No conjunto dessas correntes, identificam-se na América Latina pelo menos três grandes tendências evangélicas:

A primeira são os chamados protestantismos históricos, que chegaram à região no Século XIX, depois das independências liberais na maior parte dos países, que deixaram de ser colónias ibéricas e por isso católicas, univocamente. As independências trouxeram a liberdade religiosa, confessional, portanto, abrindo-se espaço às denominações fora da Igreja Católica. Muitos núcleos desta tendência eram compostos por comunidades migrantes de origem protestante, na Europa. Tinham vocação evangelizadora reduzida, ou pouco eficaz, não existia mesmo um escopo missionário. A Igreja Católica tinha ainda uma força e implantação territorial considerável, contrariando-se a liberdade confessional muitas vezes, ou limitando-se, do ponto de vista normativo, e logo cultural. No plano institucional, a Igreja Católica mantinha a sua presença secular. Nos protestantismos históricos encontram-se principalmente os Luteranos, Metodistas e Calvinistas. Não se expandiram muito, geográfica e estatisticamente, apesar de contextos culturais e políticos propícios. Mas não deixaram de influenciar o reforço do liberalismo político, que mais tarde se tornaria num forte compromisso social e que seria decisivo na transformação dos Direitos Humanos na América Latina, além de abrir a possibilidade de evangelização por parte de outras tendências evangélicas.
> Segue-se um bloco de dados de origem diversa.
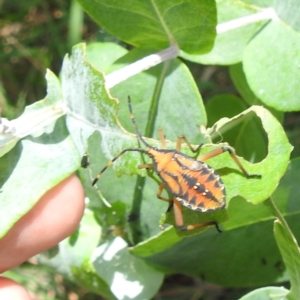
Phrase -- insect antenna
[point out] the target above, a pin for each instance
(128, 149)
(135, 126)
(115, 158)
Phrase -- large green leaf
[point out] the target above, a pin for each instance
(238, 77)
(229, 46)
(36, 164)
(272, 79)
(267, 293)
(247, 234)
(158, 23)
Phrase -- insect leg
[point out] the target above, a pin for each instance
(183, 138)
(162, 139)
(115, 158)
(221, 150)
(179, 219)
(159, 192)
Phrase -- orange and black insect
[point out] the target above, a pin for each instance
(191, 181)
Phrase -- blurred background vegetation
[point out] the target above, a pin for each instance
(36, 35)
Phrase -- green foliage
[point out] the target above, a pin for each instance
(120, 252)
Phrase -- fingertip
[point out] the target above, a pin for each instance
(9, 289)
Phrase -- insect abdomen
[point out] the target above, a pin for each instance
(202, 190)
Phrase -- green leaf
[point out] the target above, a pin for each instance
(247, 233)
(271, 168)
(243, 134)
(177, 110)
(30, 169)
(267, 293)
(129, 277)
(291, 256)
(158, 23)
(229, 46)
(103, 55)
(74, 254)
(288, 11)
(238, 77)
(272, 79)
(37, 118)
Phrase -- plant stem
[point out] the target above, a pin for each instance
(278, 215)
(141, 65)
(266, 14)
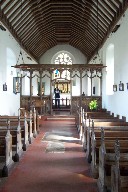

De facto, um segundo grupo de tendências evangélicas advirá nesse contexto. São as tendências evangélicas com origem nos Estados Unidos, que chegaram à América Latina a partir do início do Século XX, já não enquadradas nas migrações, mas agora com um forte sentido missionário e proselitista, estribadas espiritualmente no literalismo bíblico, então em voga. Eram grupos muito conservadores em relação à Ciência, que praticamente rejeitavam, assumindo-se como criacionistas, além de avessos ao pluralismo religioso. Que curiosamente está na sua origem, ou na possibilidade do seu aparecimento e disseminação.